Facebook Copyright Hoax Doing The Rounds Again, Please Don't Fall For It

There's A Facebook Hoax Going Around, Please Don't Fall For It

It's that time of year again, the time when your Facebook feed is filled with friends ranting in uncharacteristically legal language.

Yup, the copyright hoax is back again.

Posts purporting to offer copyright protection for a user's posts and photos simply by copying and pasting a couple of paragraphs of text as a status update are once again rampant.

But don't fall for it, it's all rubbish - and it happens so often it's amazing people keep falling for it.

Typically the post reads...

"In response to the new Facebook guidelines, I hereby declare that my copyright is attached to all of my personal details, illustrations, comics, paintings, professional photos and videos, etc. (as a result of the Berner Convention).
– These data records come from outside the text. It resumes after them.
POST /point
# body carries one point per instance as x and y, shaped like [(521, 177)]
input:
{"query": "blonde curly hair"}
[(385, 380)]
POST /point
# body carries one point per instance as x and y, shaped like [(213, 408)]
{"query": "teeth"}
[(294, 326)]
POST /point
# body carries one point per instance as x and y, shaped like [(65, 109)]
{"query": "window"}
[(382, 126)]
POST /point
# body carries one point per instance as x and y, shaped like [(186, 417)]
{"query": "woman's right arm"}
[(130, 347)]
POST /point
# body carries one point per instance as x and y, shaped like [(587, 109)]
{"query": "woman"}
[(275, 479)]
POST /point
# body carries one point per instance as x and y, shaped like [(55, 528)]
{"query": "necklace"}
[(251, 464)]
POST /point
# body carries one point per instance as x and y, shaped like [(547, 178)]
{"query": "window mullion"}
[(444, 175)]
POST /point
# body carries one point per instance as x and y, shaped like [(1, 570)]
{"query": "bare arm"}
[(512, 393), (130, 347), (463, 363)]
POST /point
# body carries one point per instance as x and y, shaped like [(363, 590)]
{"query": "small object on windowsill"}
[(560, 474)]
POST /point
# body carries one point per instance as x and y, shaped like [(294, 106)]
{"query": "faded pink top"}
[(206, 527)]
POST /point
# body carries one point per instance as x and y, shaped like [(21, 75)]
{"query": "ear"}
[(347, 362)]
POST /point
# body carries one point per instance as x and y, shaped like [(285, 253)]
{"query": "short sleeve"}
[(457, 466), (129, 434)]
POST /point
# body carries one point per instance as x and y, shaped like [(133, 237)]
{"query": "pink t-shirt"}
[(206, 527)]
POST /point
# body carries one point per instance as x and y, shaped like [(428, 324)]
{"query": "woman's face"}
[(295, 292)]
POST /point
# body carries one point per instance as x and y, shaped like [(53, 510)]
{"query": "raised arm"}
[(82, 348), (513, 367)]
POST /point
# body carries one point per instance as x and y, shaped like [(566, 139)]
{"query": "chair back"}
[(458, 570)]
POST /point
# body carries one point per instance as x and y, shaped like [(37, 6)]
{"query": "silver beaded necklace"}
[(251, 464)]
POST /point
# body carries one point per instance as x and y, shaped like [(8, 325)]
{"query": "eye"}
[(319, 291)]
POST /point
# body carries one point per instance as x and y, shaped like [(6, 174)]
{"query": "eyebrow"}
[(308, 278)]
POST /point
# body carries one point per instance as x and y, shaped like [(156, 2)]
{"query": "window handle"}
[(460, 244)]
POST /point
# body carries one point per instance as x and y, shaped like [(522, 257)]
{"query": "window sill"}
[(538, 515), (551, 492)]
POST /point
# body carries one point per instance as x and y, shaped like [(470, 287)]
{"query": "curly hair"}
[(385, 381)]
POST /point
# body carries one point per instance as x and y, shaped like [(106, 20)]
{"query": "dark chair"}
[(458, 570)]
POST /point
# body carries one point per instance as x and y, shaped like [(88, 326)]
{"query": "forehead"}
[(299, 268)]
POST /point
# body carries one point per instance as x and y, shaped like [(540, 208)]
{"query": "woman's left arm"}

For commercial use of the above my written consent is needed at all times!"

The message continues on to say that users can copy and paste the text and post it to their wall, which "will place them under protection of copyright laws."

"If you do not publish a statement at least once," the text warns, "you will be tacitly allowing the use of elements such as your photos as well as the information contained in your profile status updates."

But there are no new copyright guidelines and there is no such thing as the Berner Convention.

Facebook have previously said of the hoax: "As outlined in our terms, the people who use Facebook own all of the content and information they post on Facebook, and they can control how it is shared through their privacy and application settings," Andrew Noyes, a Facebook spokesman, wrote in an email. "Under our terms, you grant Facebook permission to use, distribute, and share the things you post, subject to the terms and applicable privacy settings."

Similar messages have gone viral in the past and have become so common that Facebook actually posted a message to its wall in June saying they weren't true. Snopes, a fact-checking site that debunks online rumors, called it "false" in June.

It's the same one that surfaced in 2012.